Mississippi State resumes swine research

Published on: Oct 18, 2013

A partnership with Prestage Farms Inc. is allowing Mississippi State University to improve its swine research facility as university scientists prepare to resume swine-related studies.

John Blanton, head of the Mississippi State department of animal and dairy Sciences, said there is a need in the Southeast for science-based information on swine production.

Shengfa Liao was recently hired in the animal and dairy sciences department as a nonruminant nutritionist with both teaching duties and research responsibilities in the Mississippi Agricultural & Forestry Experiment Station. His work focuses on maximizing the efficiency of nutrient utilization by swine.

"As a department, we will be investigating swine management systems that will improve production efficiency in the Southeast," Blanton said. "With the addition of Dr. Liao to the department, our swine research program will be rejuvenated, and our students will receive the well-rounded education that is necessary for successful employment after graduation.

"Dr. Liao's area of research investigates the impact of nutritional regulators on growth. In order for Dr. Liao's program to succeed, the department needs to create the facilities to support a non-ruminant research program."

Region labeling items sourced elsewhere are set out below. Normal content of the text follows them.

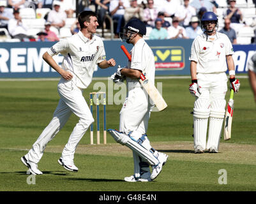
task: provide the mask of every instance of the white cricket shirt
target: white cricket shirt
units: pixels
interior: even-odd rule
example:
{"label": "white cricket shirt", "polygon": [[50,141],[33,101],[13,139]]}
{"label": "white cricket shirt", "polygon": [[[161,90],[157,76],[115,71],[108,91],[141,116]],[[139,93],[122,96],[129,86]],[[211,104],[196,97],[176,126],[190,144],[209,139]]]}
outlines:
{"label": "white cricket shirt", "polygon": [[81,89],[91,84],[95,64],[106,58],[102,40],[95,35],[89,40],[81,31],[57,42],[47,52],[64,56],[61,68],[73,74],[73,82]]}
{"label": "white cricket shirt", "polygon": [[216,32],[215,39],[203,33],[193,41],[190,61],[197,62],[197,73],[225,72],[227,69],[226,55],[234,54],[233,47],[227,35]]}
{"label": "white cricket shirt", "polygon": [[[128,68],[140,70],[149,80],[154,83],[154,56],[145,40],[138,40],[130,52],[132,62],[128,62]],[[138,79],[127,77],[126,82],[128,88],[141,86]]]}

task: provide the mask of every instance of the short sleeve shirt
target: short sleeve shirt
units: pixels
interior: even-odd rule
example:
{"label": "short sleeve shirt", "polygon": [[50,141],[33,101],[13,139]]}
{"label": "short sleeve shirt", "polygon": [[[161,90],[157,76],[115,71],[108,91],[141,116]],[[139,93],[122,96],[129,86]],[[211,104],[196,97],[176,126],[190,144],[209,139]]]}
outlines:
{"label": "short sleeve shirt", "polygon": [[226,55],[234,54],[231,42],[225,34],[218,32],[214,41],[204,33],[194,40],[189,59],[197,62],[197,73],[225,72],[227,69]]}
{"label": "short sleeve shirt", "polygon": [[[128,62],[128,68],[140,70],[146,77],[154,83],[154,56],[152,50],[144,39],[140,39],[131,50],[132,61]],[[140,87],[137,79],[126,78],[128,87]],[[132,82],[129,84],[130,82]]]}
{"label": "short sleeve shirt", "polygon": [[91,84],[95,64],[106,58],[102,39],[94,35],[89,40],[81,31],[57,42],[47,52],[51,56],[59,53],[64,56],[62,68],[72,73],[72,80],[81,89]]}

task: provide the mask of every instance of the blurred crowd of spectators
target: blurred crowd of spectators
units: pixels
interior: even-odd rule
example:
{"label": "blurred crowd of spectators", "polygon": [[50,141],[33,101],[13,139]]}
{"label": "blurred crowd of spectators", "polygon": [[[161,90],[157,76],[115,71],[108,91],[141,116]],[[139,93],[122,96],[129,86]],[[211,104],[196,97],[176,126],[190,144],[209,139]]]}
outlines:
{"label": "blurred crowd of spectators", "polygon": [[[129,20],[137,18],[147,27],[149,40],[193,39],[202,33],[200,22],[202,15],[206,11],[218,15],[220,1],[225,1],[227,8],[222,17],[224,26],[219,31],[236,44],[238,31],[246,26],[243,21],[242,12],[236,6],[236,0],[79,0],[78,8],[79,12],[86,10],[94,11],[98,17],[99,28],[103,27],[104,15],[109,14],[114,22],[115,38],[118,38],[119,33],[123,31],[124,26]],[[19,11],[31,4],[35,9],[50,9],[45,17],[45,29],[38,33],[38,41],[59,40],[50,27],[52,26],[59,31],[65,26],[67,18],[75,17],[75,1],[73,0],[1,0],[0,27],[6,28],[12,38],[21,41],[33,39],[27,33],[27,29],[22,24]],[[13,13],[6,10],[6,7],[12,8]],[[79,31],[79,26],[75,21],[71,27],[72,34]]]}

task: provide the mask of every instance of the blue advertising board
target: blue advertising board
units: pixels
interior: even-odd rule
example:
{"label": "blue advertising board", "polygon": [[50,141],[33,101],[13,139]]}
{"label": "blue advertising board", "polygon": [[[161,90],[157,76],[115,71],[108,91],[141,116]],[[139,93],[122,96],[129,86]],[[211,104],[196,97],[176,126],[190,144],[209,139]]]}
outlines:
{"label": "blue advertising board", "polygon": [[[192,40],[147,40],[156,64],[156,75],[188,75]],[[57,73],[42,59],[42,55],[56,42],[0,43],[0,78],[58,77]],[[104,41],[107,59],[116,61],[115,68],[102,69],[95,66],[94,76],[110,76],[117,65],[123,67],[127,58],[120,47],[124,45],[130,50],[132,46],[119,40]],[[247,72],[247,61],[256,50],[256,45],[234,45],[237,73]],[[63,57],[54,56],[59,65]]]}

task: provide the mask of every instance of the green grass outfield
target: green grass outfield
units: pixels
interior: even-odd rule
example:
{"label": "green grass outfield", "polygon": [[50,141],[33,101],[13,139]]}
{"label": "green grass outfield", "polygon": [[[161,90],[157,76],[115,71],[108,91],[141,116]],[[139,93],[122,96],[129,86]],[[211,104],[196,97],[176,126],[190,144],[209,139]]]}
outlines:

Mark Crenshaw, swine specialist with the Mississippi State Extension Service, said the facility that will house swine research is located at the H.H. Leveck Animal Research Center. While it has housed pigs before, the building has been used as a multipurpose facility in recent years.

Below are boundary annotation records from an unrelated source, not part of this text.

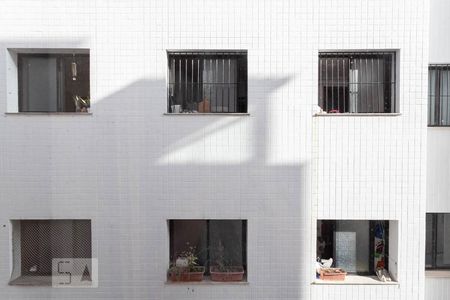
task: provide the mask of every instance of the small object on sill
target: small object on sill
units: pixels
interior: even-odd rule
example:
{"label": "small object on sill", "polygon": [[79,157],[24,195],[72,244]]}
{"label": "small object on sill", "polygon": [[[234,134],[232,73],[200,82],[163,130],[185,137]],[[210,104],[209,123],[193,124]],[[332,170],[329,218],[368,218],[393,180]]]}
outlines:
{"label": "small object on sill", "polygon": [[344,281],[347,272],[340,268],[322,268],[320,270],[321,280]]}
{"label": "small object on sill", "polygon": [[218,266],[209,268],[212,281],[230,282],[242,281],[244,279],[244,268],[242,266],[225,267],[225,271],[220,271]]}
{"label": "small object on sill", "polygon": [[178,270],[169,271],[169,279],[171,281],[190,282],[203,280],[203,274],[205,273],[205,267],[203,266],[194,267],[192,271],[188,270],[189,268],[186,268],[186,270],[180,267],[177,268]]}
{"label": "small object on sill", "polygon": [[379,268],[379,269],[377,269],[376,273],[377,273],[377,277],[378,277],[378,279],[380,279],[380,281],[382,281],[382,282],[391,282],[392,281],[391,275],[389,274],[389,272],[386,269]]}

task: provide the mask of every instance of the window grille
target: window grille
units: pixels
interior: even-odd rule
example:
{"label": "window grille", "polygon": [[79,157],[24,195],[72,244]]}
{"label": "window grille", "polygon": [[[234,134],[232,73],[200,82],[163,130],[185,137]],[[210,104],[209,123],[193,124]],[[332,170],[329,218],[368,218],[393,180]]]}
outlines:
{"label": "window grille", "polygon": [[450,126],[450,65],[430,65],[428,125]]}
{"label": "window grille", "polygon": [[395,52],[321,52],[319,106],[327,113],[396,112]]}
{"label": "window grille", "polygon": [[427,213],[425,268],[450,269],[450,214]]}
{"label": "window grille", "polygon": [[169,113],[247,112],[246,51],[168,53]]}
{"label": "window grille", "polygon": [[90,220],[14,220],[12,224],[14,277],[49,277],[54,258],[92,258]]}

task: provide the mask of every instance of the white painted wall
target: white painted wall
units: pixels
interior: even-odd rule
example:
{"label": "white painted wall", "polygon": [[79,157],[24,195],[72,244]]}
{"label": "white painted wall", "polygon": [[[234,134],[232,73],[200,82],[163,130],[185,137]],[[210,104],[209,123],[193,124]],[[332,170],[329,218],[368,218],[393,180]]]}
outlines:
{"label": "white painted wall", "polygon": [[[423,299],[428,1],[17,1],[7,48],[89,48],[92,115],[0,117],[1,299]],[[164,116],[166,49],[247,49],[250,116]],[[401,116],[312,117],[319,50],[396,49]],[[93,219],[99,287],[7,286],[10,219]],[[248,285],[165,284],[166,220],[248,219]],[[315,286],[317,219],[399,221],[399,286]]]}

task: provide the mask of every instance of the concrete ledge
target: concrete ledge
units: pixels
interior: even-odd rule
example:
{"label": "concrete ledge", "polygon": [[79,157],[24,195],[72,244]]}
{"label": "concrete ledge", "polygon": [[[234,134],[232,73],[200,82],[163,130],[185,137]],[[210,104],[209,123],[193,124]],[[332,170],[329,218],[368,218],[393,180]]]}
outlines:
{"label": "concrete ledge", "polygon": [[5,116],[92,116],[91,112],[5,112]]}
{"label": "concrete ledge", "polygon": [[313,117],[397,117],[401,113],[317,113]]}
{"label": "concrete ledge", "polygon": [[425,271],[426,278],[450,278],[450,270],[428,270]]}
{"label": "concrete ledge", "polygon": [[376,276],[347,275],[344,281],[316,279],[313,285],[399,285],[396,281],[383,282]]}
{"label": "concrete ledge", "polygon": [[164,116],[233,116],[245,117],[250,116],[249,113],[164,113]]}

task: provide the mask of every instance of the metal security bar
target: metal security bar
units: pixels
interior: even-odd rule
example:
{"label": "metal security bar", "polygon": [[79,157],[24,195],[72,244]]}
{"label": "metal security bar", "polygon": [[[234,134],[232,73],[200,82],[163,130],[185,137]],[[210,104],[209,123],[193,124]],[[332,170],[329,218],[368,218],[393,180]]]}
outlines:
{"label": "metal security bar", "polygon": [[450,126],[450,65],[430,65],[428,71],[428,126]]}
{"label": "metal security bar", "polygon": [[246,51],[168,53],[169,113],[247,112]]}
{"label": "metal security bar", "polygon": [[13,231],[22,276],[51,276],[54,258],[92,258],[90,220],[18,220]]}
{"label": "metal security bar", "polygon": [[321,52],[319,106],[327,113],[396,112],[396,53]]}

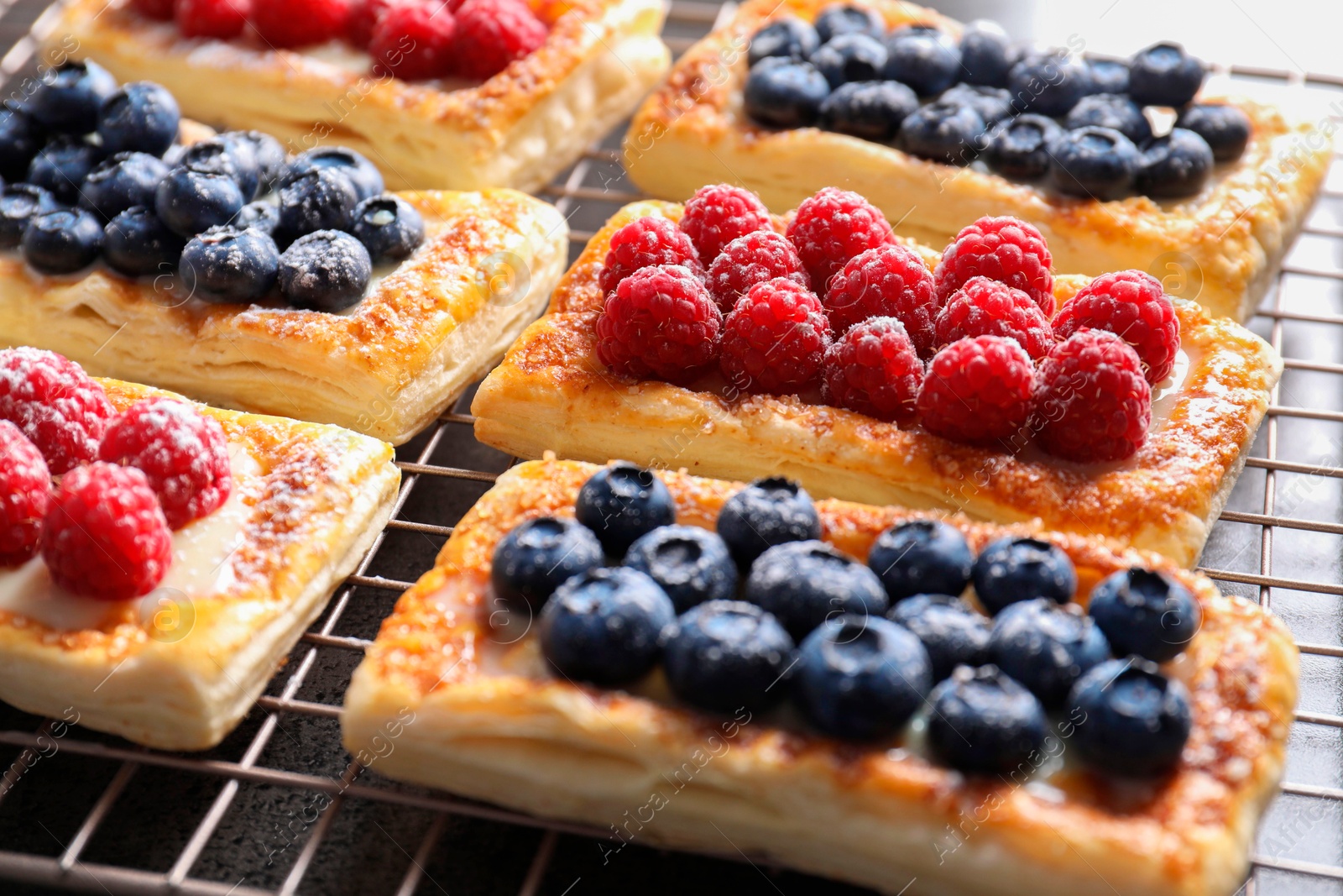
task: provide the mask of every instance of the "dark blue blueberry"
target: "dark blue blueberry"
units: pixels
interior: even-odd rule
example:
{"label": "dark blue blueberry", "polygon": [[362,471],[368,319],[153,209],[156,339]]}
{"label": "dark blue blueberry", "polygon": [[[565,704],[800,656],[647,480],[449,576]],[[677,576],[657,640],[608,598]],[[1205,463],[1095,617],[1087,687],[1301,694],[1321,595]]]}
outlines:
{"label": "dark blue blueberry", "polygon": [[756,480],[719,510],[719,535],[732,557],[748,568],[767,548],[821,537],[817,505],[796,482],[782,477]]}
{"label": "dark blue blueberry", "polygon": [[1068,697],[1068,713],[1082,762],[1131,778],[1171,771],[1193,727],[1185,685],[1142,660],[1111,660],[1088,672]]}
{"label": "dark blue blueberry", "polygon": [[737,592],[737,564],[728,545],[696,525],[663,525],[641,536],[626,552],[624,566],[653,576],[677,613],[705,600],[731,600]]}
{"label": "dark blue blueberry", "polygon": [[1092,588],[1088,613],[1115,656],[1174,660],[1198,633],[1198,602],[1179,582],[1151,570],[1124,570]]}
{"label": "dark blue blueberry", "polygon": [[788,692],[792,638],[772,615],[744,600],[709,600],[663,635],[672,693],[700,709],[761,712]]}
{"label": "dark blue blueberry", "polygon": [[82,208],[38,215],[23,231],[23,259],[42,274],[74,274],[98,261],[102,222]]}
{"label": "dark blue blueberry", "polygon": [[158,157],[177,138],[181,110],[163,85],[122,85],[98,109],[98,137],[109,153],[142,152]]}
{"label": "dark blue blueberry", "polygon": [[880,617],[890,603],[876,572],[825,541],[790,541],[761,553],[743,596],[772,613],[794,641],[841,614]]}
{"label": "dark blue blueberry", "polygon": [[1155,43],[1128,62],[1128,95],[1143,106],[1179,107],[1194,99],[1207,74],[1178,43]]}
{"label": "dark blue blueberry", "polygon": [[810,62],[764,60],[747,75],[741,102],[747,116],[770,128],[815,124],[830,82]]}
{"label": "dark blue blueberry", "polygon": [[657,476],[616,461],[602,467],[579,489],[573,502],[579,523],[596,533],[614,557],[659,525],[676,523],[676,502]]}
{"label": "dark blue blueberry", "polygon": [[1193,196],[1213,173],[1213,149],[1193,130],[1172,128],[1143,148],[1138,192],[1160,199]]}
{"label": "dark blue blueberry", "polygon": [[802,642],[792,700],[822,733],[882,740],[897,733],[932,688],[928,652],[886,619],[846,615]]}
{"label": "dark blue blueberry", "polygon": [[355,207],[351,232],[364,243],[373,263],[410,258],[424,242],[424,218],[392,193],[365,199]]}
{"label": "dark blue blueberry", "polygon": [[1005,775],[1045,748],[1049,720],[1035,695],[998,666],[959,666],[928,697],[928,748],[971,775]]}
{"label": "dark blue blueberry", "polygon": [[1065,196],[1120,199],[1133,189],[1142,154],[1133,141],[1109,128],[1065,130],[1049,145],[1049,181]]}
{"label": "dark blue blueberry", "polygon": [[1240,159],[1250,141],[1249,116],[1232,105],[1194,103],[1180,110],[1175,126],[1202,137],[1217,161]]}
{"label": "dark blue blueberry", "polygon": [[569,576],[602,566],[602,544],[577,520],[543,516],[514,527],[494,547],[494,596],[540,607]]}
{"label": "dark blue blueberry", "polygon": [[565,678],[614,688],[646,676],[676,621],[658,583],[627,567],[580,572],[541,610],[541,653]]}
{"label": "dark blue blueberry", "polygon": [[919,635],[932,660],[932,680],[956,666],[988,662],[988,617],[948,594],[919,594],[890,607],[886,618]]}
{"label": "dark blue blueberry", "polygon": [[364,298],[372,277],[364,243],[338,230],[301,236],[279,257],[279,292],[294,308],[344,310]]}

"Several things needed to be done to make it workable for a research project," Crenshaw said.

In partnership with Prestage Farms, Mississippi State has installed feeders, a new watering system, a feed auger system to move feed to the pigs as needed and ventilation curtains that open and close automatically to control the temperature in the facility.

Crenshaw said the facility will not only house swine research but also provide students firsthand experience to prepare them for working in the swine industry.

"Pigs are used as models for a variety of research projects, and it will be good to have this basic livestock animal species once again in our research facility," Crenshaw said.

Terry Emerson, general manager of Prestage Farms in West Point, Miss., said the partnership will help the university get back into swine research.

"There is a need for land-grant universities to continue doing research for swine production," Emerson said. "We'd like to see Mississippi State become more engaged in swine production and in the future of our industry."